The May 1 and June 13, 2001, letters provided clarifying information that did not change the initial proposed no significant hazards consideration determination or expand the scope of the initial Federal Register notice.
2.0 BACKGROUND
This amendment request proposes to revise the BVPS-1 and 2 TSs in order to implement the improvements endorsed in the Nuclear Regulatory Commission's (NRCs) "Final Policy Statement on Technical Specification Improvement for Nuclear Power Reactors," published in the Federal Register on July 22, 1993 (58 FR 39132), (the policy statement). The policy statement addresses the benefits to be derived from the ISTS and encourages licensees to use the ISTS as the basis for plant-specific TS amendments. The policy statement not only encourages licensees to use the ISTS as the basis for complete conversions, but also states that licensees may adopt portions of the STS without fully implementing all STS improvements.

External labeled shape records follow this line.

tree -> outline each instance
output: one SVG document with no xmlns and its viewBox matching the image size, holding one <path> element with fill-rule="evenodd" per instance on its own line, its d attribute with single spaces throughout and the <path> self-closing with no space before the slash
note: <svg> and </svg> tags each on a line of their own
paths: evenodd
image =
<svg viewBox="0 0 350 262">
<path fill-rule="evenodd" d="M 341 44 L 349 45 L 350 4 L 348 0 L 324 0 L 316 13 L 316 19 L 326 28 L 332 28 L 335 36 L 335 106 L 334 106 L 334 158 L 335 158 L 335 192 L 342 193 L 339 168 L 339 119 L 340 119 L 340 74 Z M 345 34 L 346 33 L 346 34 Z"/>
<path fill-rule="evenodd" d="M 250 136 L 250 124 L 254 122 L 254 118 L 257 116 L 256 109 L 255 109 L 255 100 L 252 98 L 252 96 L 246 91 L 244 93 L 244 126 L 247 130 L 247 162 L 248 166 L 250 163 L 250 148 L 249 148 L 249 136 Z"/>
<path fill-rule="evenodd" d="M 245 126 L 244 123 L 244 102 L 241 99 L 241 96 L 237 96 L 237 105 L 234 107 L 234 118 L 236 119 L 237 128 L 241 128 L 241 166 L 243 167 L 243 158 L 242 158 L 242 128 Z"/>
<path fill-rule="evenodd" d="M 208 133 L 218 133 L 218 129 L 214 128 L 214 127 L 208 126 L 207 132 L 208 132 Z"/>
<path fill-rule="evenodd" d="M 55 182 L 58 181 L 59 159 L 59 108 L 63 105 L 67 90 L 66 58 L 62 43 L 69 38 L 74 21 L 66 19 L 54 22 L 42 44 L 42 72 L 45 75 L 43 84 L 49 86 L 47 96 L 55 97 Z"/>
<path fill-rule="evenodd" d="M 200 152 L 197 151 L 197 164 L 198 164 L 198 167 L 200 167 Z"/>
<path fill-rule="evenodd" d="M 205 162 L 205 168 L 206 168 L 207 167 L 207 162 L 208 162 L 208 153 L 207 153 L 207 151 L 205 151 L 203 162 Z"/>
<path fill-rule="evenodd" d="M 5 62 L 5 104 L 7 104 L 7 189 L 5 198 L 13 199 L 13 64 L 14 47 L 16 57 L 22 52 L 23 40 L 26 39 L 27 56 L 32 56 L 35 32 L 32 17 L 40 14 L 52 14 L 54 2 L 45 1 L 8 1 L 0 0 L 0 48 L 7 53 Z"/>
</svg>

The NRC policy statement endorsed the criteria for evaluating the content of the TSs. The criteria were used by the NRC and industry working groups to develop the content of the ISTS for each of the industry owner groups. The resulting ISTS applicable to Westinghouse plants are found in NUREG-1431, Title 10 of the Code of Federal Regulations Standard Technical Specifications - Westinghouse Plants.
The policy statement defines four screening criteria for determining which of the TS requirements should be retained and which could be relocated from the license. The four TS screening criteria contained in the policy statement were subsequently incorporated into 10 CFR 50.36 on July 19, 1995 (60 CFR 36953). The policy statement describes the advantages of adopting the ISTS and applying the application criteria for screening the existing TSs. The advantages noted in the policy statement include the clarification of the scope and purpose of the TSs and the enhancement of safe operation by focusing the licensees and plant operators attention on those plant conditions that are most important to safety. In addition, the policy statement also noted that these improvements to the TSs should result in more efficient use of NRC and industry resources.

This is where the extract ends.